We haven’t heard the voiciferous sexualizing and gendering of David Emerson and that’s no coincidence. Though his motives have been questioned, he retains his manhood, his male privilege, and the ability to frame the switch in terms of procedure and intent. Emerson’s move is rendered, then, as the product of miscalculation and misreading, of improper reasoning on his behalf. It may be scheming, corrupted, and inexcusable but it is still the stuff of decision. He’s right or wrong, good or bad, depending on where you stand. The Stronach incident unfolded in an entirely different way. Her loudest critics defined and reduced her to some naturalized and rudimentary standing as an unruly woman without scruples tied unapologetically to the whimsy of her “innate” feminine drives. Eemerson, meanwhile, retains his normative masculine standing as a political operator.
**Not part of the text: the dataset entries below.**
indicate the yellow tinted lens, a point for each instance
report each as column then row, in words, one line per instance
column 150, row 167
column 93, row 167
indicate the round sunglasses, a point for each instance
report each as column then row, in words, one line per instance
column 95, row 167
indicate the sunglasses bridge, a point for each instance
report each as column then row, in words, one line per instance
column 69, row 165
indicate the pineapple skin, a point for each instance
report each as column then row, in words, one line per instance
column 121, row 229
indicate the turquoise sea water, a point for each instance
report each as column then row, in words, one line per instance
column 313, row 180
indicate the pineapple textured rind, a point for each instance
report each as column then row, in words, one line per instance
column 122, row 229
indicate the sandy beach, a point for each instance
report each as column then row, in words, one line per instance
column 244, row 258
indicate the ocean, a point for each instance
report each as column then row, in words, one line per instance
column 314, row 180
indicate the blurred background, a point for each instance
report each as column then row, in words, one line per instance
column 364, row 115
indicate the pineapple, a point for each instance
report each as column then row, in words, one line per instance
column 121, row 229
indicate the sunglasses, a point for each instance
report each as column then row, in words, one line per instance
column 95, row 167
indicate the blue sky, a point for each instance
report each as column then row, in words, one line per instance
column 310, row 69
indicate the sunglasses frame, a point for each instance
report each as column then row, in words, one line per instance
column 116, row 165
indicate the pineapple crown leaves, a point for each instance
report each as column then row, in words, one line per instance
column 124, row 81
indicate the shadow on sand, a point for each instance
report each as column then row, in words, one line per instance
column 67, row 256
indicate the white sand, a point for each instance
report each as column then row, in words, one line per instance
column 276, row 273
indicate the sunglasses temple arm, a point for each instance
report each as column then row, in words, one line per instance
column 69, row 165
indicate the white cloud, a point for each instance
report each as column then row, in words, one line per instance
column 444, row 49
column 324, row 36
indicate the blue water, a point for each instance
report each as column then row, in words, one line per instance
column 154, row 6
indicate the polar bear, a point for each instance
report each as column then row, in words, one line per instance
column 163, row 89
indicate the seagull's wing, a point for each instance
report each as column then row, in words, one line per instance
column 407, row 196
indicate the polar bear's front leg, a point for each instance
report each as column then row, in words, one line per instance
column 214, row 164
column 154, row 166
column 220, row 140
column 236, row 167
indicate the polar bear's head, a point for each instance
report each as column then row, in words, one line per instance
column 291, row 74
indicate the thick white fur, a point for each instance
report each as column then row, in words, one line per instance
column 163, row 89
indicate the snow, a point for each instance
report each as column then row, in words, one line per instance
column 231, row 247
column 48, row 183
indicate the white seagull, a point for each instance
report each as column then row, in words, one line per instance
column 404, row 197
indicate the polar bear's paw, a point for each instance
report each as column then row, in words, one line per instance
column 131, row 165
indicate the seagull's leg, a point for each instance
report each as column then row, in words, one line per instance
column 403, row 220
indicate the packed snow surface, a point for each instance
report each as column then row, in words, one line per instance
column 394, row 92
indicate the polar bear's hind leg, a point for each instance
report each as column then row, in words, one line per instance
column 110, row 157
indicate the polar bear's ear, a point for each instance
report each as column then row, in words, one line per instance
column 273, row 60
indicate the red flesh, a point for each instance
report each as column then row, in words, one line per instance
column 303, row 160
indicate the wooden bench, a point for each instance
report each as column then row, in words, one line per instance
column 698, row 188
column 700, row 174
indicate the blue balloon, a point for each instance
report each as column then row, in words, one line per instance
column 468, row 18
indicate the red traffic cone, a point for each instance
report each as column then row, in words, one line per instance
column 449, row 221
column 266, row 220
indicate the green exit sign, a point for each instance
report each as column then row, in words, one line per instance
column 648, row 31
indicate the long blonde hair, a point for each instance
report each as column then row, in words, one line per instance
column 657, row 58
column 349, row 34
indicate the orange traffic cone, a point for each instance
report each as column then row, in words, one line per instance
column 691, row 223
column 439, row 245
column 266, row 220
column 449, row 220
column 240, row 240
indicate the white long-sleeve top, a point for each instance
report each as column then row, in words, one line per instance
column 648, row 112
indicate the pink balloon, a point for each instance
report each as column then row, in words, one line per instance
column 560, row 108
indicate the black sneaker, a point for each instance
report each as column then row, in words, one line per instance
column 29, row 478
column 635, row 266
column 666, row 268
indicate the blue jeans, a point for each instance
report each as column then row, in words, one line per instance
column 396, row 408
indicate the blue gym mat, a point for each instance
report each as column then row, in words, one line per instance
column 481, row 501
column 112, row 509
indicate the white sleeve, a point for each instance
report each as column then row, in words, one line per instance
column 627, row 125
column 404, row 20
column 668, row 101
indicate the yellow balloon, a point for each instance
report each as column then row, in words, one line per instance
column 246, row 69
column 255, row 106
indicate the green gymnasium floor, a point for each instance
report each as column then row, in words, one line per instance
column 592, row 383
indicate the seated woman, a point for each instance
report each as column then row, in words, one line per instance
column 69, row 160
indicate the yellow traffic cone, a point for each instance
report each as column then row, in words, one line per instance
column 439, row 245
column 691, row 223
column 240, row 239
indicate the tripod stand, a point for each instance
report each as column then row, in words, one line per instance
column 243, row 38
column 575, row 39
Hedy Fry may have proceeded in this critical direction to point out these descriptive and conceptual biases; I haven’t checked the transcripts. What remains is that the crux of this scenario is very much the problem of a cultural politics of governance and institutionalized political practice. To simply call Emerson a whore misses the point because it elides the most basic (if abstract) questions we ought to be asking: who gets to become what and in what context? Who is motivated by what and why is that motivation available and attributable? Why do “they” have that determining privilege and power as such?


April 10th, 2006 at 12:11 pm
emerson is a whore- you can tell by the looks he gives harper, the way he sits- all the signs are there.
just kidding, but man what an excellent and infuriating thing to point out. people’s choices get read in disburtingly gender biased-ways, and that ain’t cool man.
not that i am enamoured of poor little rich girl, i haven’t heard her say anything un-robotic.